Date: April 18, 1958

Location: Atlanta, Ga.

Genre: Letter

Topic: Voter registration

Details

On 9 January veteran New York organizer Baker moved to Atlanta to coordinate plans for the Crusade for Citizenship.1 Baker first worked from a hotel room before securing office space at 208 Auburn Avenue, where she operated with scarce resources. Baker later remembered creating voter education pamphlets by clipping and pasting words from magazines and newspapers, adding, “I worked out of my vest pocket and whatever access I could have to a telephone at Ebenezer Baptist Church. Frequently, I had to make use of pay coin telephones.”2 In the following letter Baker reports on events in the Atlanta office.

Dear Martin:

Thanks for the call today, en route.3 If I sounded disconnected it is because I worked until three this morning and you caught me in the midst of a bit of marital counselling: for office efficiency.

Here is Stanley’s letter to which I referred and the material from Dr. Henry, also.4

Since talking with you I spoke with Sam Williams and he said that he would call you tonight. He has not heard from Rev. Pitts, but is trying to reach him today.5

As I told you there is a possibility of four Voting Clinics before our May 29th Conference; Alabama, Florida, and the New Orleans-BatonRouge; and Shreveport-Texas areas. I hope we can clear the dates next week.6

Sincerely,
[signed]
Ella

1. According to Baker, Rustin and Levison had met with King in late 1957 and committed her services to the Crusade. Baker, irritated that the agreement had taken place in her absence, reluctantly agreed to relocate to Atlanta: “My sense of values cames with it something to this effect: that the welfare of the whole . . . is much more important than the ego satisfaction of the individual.” Following the Crusade, Baker agreed to remain with the fledgling SCLC (Ella Baker, Interview by John Britton, 19 June 1968).

2. Baker, Interview by John Britton.

3. At the time of this letter King was traveling to Boston after speaking at Northwestern University.
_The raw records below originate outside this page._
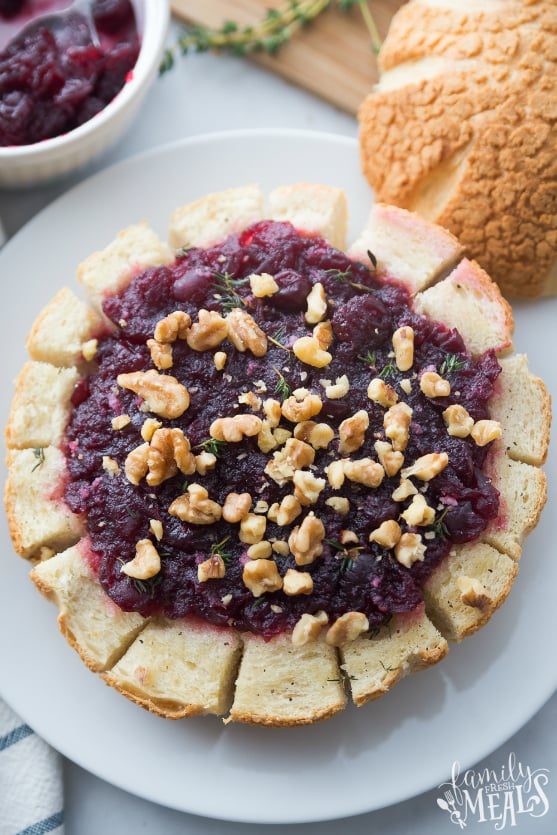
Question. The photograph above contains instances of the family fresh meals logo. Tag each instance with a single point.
(500, 797)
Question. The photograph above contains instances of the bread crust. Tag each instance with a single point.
(184, 668)
(462, 129)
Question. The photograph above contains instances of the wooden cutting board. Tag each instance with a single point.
(332, 57)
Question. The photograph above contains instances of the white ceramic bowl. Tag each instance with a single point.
(29, 165)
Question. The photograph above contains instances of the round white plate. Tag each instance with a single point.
(361, 760)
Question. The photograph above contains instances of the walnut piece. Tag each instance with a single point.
(346, 628)
(208, 332)
(245, 334)
(352, 432)
(306, 540)
(145, 564)
(164, 395)
(196, 507)
(235, 429)
(261, 576)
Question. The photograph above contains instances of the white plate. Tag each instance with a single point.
(360, 760)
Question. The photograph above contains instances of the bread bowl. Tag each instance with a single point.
(178, 667)
(461, 128)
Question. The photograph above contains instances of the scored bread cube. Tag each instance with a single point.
(313, 209)
(37, 514)
(407, 248)
(282, 684)
(523, 493)
(90, 621)
(375, 663)
(41, 405)
(61, 329)
(178, 668)
(112, 268)
(522, 404)
(212, 218)
(469, 301)
(467, 587)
4. Baker refers to Stanley Levison and Aaron E. Henry, president of the Clarksdale branch of the NAACP. In a 5 April 1958 letter, Henry told Baker that the Regional Council of Negro Leadership was considering submitting petitions to the Civil Rights Commission complaining that black Americans were unable to register to vote in Mississippi. After Baker shared Henry’s suggestion with Levison, he consulted Harris Wofford, a legal advisor to the Commission. In a 14 April letter to Baker, Levison relayed Wofford’s advice that the petitions would be better received by the Commission if the complaints were filed by individuals rather than by organizations “because the Commission will be worried about criticism that they are [being] manipulated or are subject to pressure.”
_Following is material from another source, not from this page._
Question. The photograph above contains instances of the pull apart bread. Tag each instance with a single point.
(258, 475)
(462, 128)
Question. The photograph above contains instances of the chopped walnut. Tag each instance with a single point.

5. King’s Morehouse philosophy professor Samuel Woodrow Williams served as vice president of SCLC and assisted Baker in locating office space for the organization. In December 1957 the administrative committee of SCLC had agreed to ask educator Lucius Pitts to serve as the organization’s executive director. After Pitts declined the position several months later, SCLC hired Baltimore minister John L. Tilley in May 1958 (Cuthbert O. Simpkins, Minutes, SCLC administrative committee meeting, 19 December 1957; King to Tilley, 9 May 1958).

6. The 29 May conference in Clarksdale, Mississippi, was designed to train southern activists to organize voter registration drives (see King to Eisenhower, 29 May 1958, pp. 414-415 in this volume). There is no evidence that the planned voting clinics took place.